Dimensi kedua dari kualitas laba adalah kualitas akrual. Pendekatan ini diusulkan oleh Dechow
dan Dichev (DD; 2002). Mereka menunjukkan bahwa laba bersih terdiri dari
Batas pemasukan = arus kas dari operasi +- akrual net
di mana akrual bersih termasuk perubahan non-tunai bekerja rekening modal seperti piutang,
penyisihan piutang tak tertagih, persediaan, hutang, dll, serta beban amortisasi. Manajer memiliki
kendali besar atas jumlah dan waktu akrual. Jika manajer menggunakan kontrol berlebihan pada pos
akrual untuk mempengaruhi jumlah laba bersih yang dilaporkan, disebut Discrecionary Accruals. DD,
pada dasarnya, berpendapat bahwa semakin besar discretionary accrual yang relatif terhadap arus kas,
semakin besar kemungkinan pos akrual tersebut mengandung komponen diskresioner yang substansial,
yang mengarah ke kualitas laba yang lebih rendah.

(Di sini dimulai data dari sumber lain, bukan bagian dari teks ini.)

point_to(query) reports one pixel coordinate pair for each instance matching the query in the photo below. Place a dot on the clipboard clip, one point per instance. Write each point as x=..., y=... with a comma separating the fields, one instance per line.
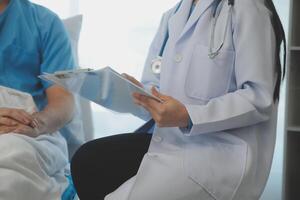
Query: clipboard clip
x=69, y=73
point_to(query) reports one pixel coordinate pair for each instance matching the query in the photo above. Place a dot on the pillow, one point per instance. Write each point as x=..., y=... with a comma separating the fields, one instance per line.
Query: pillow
x=74, y=131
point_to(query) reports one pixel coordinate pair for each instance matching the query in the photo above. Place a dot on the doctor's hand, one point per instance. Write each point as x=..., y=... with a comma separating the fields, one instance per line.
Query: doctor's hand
x=11, y=118
x=170, y=113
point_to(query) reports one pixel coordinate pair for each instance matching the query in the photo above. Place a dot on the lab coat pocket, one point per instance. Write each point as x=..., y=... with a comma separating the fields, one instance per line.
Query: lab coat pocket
x=217, y=163
x=209, y=78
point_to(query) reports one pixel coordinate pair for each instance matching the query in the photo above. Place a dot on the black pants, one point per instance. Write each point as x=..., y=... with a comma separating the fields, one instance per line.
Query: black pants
x=101, y=166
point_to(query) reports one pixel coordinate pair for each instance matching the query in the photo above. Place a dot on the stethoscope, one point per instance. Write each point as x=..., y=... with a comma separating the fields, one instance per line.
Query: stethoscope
x=212, y=52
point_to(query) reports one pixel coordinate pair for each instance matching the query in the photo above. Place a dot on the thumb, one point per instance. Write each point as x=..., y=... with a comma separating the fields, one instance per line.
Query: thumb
x=158, y=94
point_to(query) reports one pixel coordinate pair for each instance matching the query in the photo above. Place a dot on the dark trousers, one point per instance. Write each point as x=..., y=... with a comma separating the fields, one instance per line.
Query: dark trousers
x=101, y=166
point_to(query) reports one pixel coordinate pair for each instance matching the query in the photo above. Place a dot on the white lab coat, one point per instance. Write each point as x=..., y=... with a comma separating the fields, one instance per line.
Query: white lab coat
x=228, y=152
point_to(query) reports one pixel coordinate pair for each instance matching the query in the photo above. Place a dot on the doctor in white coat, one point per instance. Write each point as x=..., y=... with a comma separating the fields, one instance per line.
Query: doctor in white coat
x=219, y=82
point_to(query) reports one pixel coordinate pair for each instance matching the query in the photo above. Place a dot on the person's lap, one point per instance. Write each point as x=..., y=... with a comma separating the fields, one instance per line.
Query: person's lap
x=101, y=166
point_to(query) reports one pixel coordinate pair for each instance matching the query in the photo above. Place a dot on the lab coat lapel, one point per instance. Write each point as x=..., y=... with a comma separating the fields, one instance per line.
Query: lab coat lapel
x=178, y=21
x=200, y=9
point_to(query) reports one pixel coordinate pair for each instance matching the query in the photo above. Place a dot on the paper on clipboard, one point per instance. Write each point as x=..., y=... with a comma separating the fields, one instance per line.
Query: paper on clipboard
x=105, y=87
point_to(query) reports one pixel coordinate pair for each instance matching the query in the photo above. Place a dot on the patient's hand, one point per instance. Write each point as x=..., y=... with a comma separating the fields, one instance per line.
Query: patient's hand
x=11, y=118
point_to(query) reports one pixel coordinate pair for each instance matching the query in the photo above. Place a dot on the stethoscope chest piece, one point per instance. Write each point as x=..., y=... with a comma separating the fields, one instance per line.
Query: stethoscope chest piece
x=156, y=65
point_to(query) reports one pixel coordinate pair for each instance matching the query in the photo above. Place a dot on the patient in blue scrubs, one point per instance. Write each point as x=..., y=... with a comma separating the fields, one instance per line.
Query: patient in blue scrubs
x=33, y=40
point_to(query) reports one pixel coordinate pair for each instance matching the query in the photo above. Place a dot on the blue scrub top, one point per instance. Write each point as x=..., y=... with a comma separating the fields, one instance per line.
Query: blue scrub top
x=33, y=40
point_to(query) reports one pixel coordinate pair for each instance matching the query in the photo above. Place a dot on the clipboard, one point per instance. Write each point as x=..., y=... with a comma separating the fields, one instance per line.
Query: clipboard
x=104, y=87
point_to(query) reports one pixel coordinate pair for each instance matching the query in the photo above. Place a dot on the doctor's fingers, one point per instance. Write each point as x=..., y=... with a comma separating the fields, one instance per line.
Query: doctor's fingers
x=132, y=79
x=17, y=114
x=6, y=129
x=7, y=121
x=26, y=130
x=149, y=102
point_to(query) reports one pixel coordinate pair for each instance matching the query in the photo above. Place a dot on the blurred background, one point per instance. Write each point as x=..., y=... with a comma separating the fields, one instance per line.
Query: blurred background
x=117, y=34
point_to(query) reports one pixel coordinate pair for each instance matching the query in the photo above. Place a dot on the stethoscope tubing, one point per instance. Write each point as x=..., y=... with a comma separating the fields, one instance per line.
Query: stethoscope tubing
x=212, y=53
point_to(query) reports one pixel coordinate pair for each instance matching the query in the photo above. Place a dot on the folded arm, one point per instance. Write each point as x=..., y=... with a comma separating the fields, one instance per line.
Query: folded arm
x=57, y=113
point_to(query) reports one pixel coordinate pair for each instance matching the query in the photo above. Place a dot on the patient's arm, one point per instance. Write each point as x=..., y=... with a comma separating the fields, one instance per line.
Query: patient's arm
x=11, y=118
x=57, y=113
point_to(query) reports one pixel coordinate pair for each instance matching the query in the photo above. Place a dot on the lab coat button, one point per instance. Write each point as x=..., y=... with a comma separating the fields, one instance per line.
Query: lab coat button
x=178, y=58
x=157, y=139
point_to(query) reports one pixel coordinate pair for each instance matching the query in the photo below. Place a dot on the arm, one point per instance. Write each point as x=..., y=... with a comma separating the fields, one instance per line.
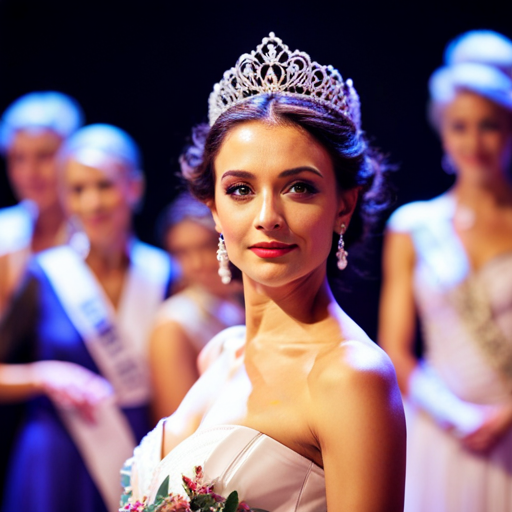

Peluang Pertumbuhan GN atau BN untuk laba saat ini dapat mengisyaratkan prospek pertumbuhan
masa depan perusahaan, dan karenanya ERC yang lebih tinggi. Seseorang dapat berpikir bahwa karena
laporan keuangan masih mengandung komponen biaya historis yang cukup besar, laba bersih tidak bisa
benar-benar menginformasikan pertumbuhan masa depan perusahaan.
Kesamaan Harapan Investor Investor yang berbeda akan memiliki harapan yang berbeda mengenai
laba perusahaan periode berikutnya, tergantung dari informasi awal yang mereka miliki dan sejauh
mana kemampuan mereka untuk mengevaluasi informasi tersebut.
Keinformatifan Harga bagaimana harga saham secara parsial menginformasikan tentang nilai masa
depan perusahaan. Konsekwensinya adalah bahwa harga menyebabkan laba, karena harga pasar
merupakan agregat dari semua informasi perusahaan yang diketahui publik, banyak di antaranya yang
oleh sistem akuntansi terdapat lag. Semakin informatif laba tersebut, semakin sedikit kandungan
informasi dari laba akuntansi saat ini, hal-hal lain sama, sehingga semakin rendah ERC.